Mais je vis dans son œil une gaieté si ironique, un tel plaisir de vengeance; il se moquait si gaillardement de moi que je n’hésitai plus. Je lui tendis la main. «Bonsoir, lui dis-je.

A vaincre sans péril, on triomphe sans gloire.

Et ma foi, mon cher, la victoire vaut le danger.»

Et j’entrai d’un pas ferme dans la chambre de Francesca.

Je demeurai sur la porte, surpris, émerveillé. Elle dormait déjà, toute nue, sur le lit. Le sommeil l’avait surprise comme elle venait de se dévêtir; et elle reposait dans la pose charmante de la grande femme du Titien.
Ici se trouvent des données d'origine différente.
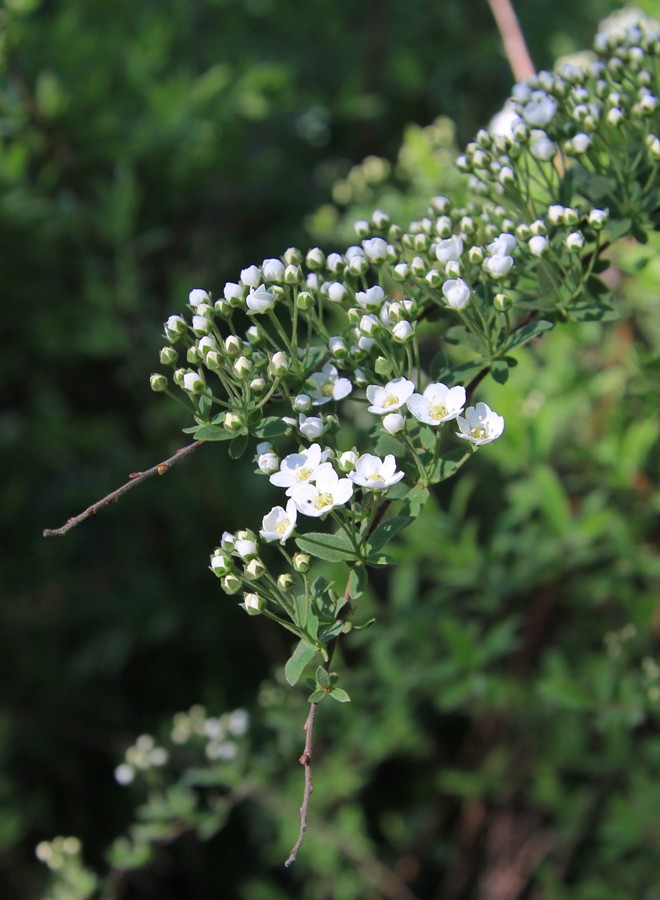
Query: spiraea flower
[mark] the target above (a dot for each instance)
(298, 468)
(278, 524)
(388, 399)
(437, 404)
(327, 492)
(328, 386)
(374, 473)
(480, 425)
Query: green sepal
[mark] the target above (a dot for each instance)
(331, 547)
(298, 661)
(340, 695)
(386, 531)
(238, 446)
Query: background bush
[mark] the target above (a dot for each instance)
(504, 714)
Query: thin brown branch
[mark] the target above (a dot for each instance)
(134, 479)
(306, 761)
(513, 40)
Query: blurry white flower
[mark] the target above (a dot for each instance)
(438, 403)
(480, 425)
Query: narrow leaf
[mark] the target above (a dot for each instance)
(297, 662)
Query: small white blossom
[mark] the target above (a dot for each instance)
(375, 473)
(457, 293)
(197, 296)
(311, 427)
(387, 399)
(327, 492)
(438, 403)
(298, 468)
(251, 276)
(538, 245)
(278, 524)
(498, 266)
(259, 299)
(393, 422)
(372, 298)
(329, 386)
(449, 249)
(480, 425)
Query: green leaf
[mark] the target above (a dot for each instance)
(340, 695)
(209, 433)
(357, 581)
(526, 333)
(386, 531)
(500, 371)
(331, 547)
(415, 500)
(298, 661)
(271, 427)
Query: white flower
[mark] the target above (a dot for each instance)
(540, 109)
(268, 462)
(273, 270)
(311, 426)
(197, 296)
(259, 299)
(449, 249)
(297, 468)
(233, 291)
(193, 383)
(389, 398)
(328, 492)
(336, 291)
(246, 548)
(393, 422)
(372, 298)
(279, 523)
(538, 245)
(375, 249)
(438, 403)
(329, 386)
(402, 331)
(503, 245)
(498, 266)
(251, 276)
(480, 425)
(457, 293)
(375, 473)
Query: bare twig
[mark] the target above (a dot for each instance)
(306, 761)
(135, 478)
(513, 39)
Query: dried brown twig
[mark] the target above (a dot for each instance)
(134, 478)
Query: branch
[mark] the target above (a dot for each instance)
(515, 48)
(306, 761)
(135, 478)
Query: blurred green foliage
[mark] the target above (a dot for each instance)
(504, 721)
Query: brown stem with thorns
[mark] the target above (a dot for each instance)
(135, 478)
(306, 761)
(513, 40)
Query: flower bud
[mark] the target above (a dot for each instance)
(220, 563)
(279, 364)
(315, 259)
(253, 604)
(231, 584)
(501, 302)
(193, 383)
(285, 582)
(158, 383)
(254, 569)
(293, 275)
(302, 562)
Elle semblait s’être couchée par lassitude, pour ôter ses bas, car ils étaient restés sur le drap; puis elle avait pensé à quelque chose, sans doute à quelque chose d’agréable, car elle avait attendu un peu avant de se relever, pour laisser s’achever sa rêverie, puis, fermant doucement les yeux, elle avait perdu connaissance. Une chemise de nuit, brodée au col, achetée toute faite dans un magasin de confection, luxe de débutante, gisait sur une chaise.
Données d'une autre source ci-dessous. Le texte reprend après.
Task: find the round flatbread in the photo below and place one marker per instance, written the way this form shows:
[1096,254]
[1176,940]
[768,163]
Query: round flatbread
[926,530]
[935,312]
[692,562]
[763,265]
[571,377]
Elle était charmante, jeune, ferme et fraîche.

Quoi de plus joli qu’une femme endormie? Ce corps, dont tous les contours sont doux, dont toutes les courbes séduisent, dont toutes les molles saillies troublent le cœur, semble fait pour l’immobilité du lit. Cette ligne onduleuse qui se creuse au flanc, se soulève à la hanche, puis descend la pente légère et gracieuse de la jambe pour finir si coquettement au bout du pied ne se dessine vraiment avec tout son charme exquis, qu’allongée sur les draps d’une couche.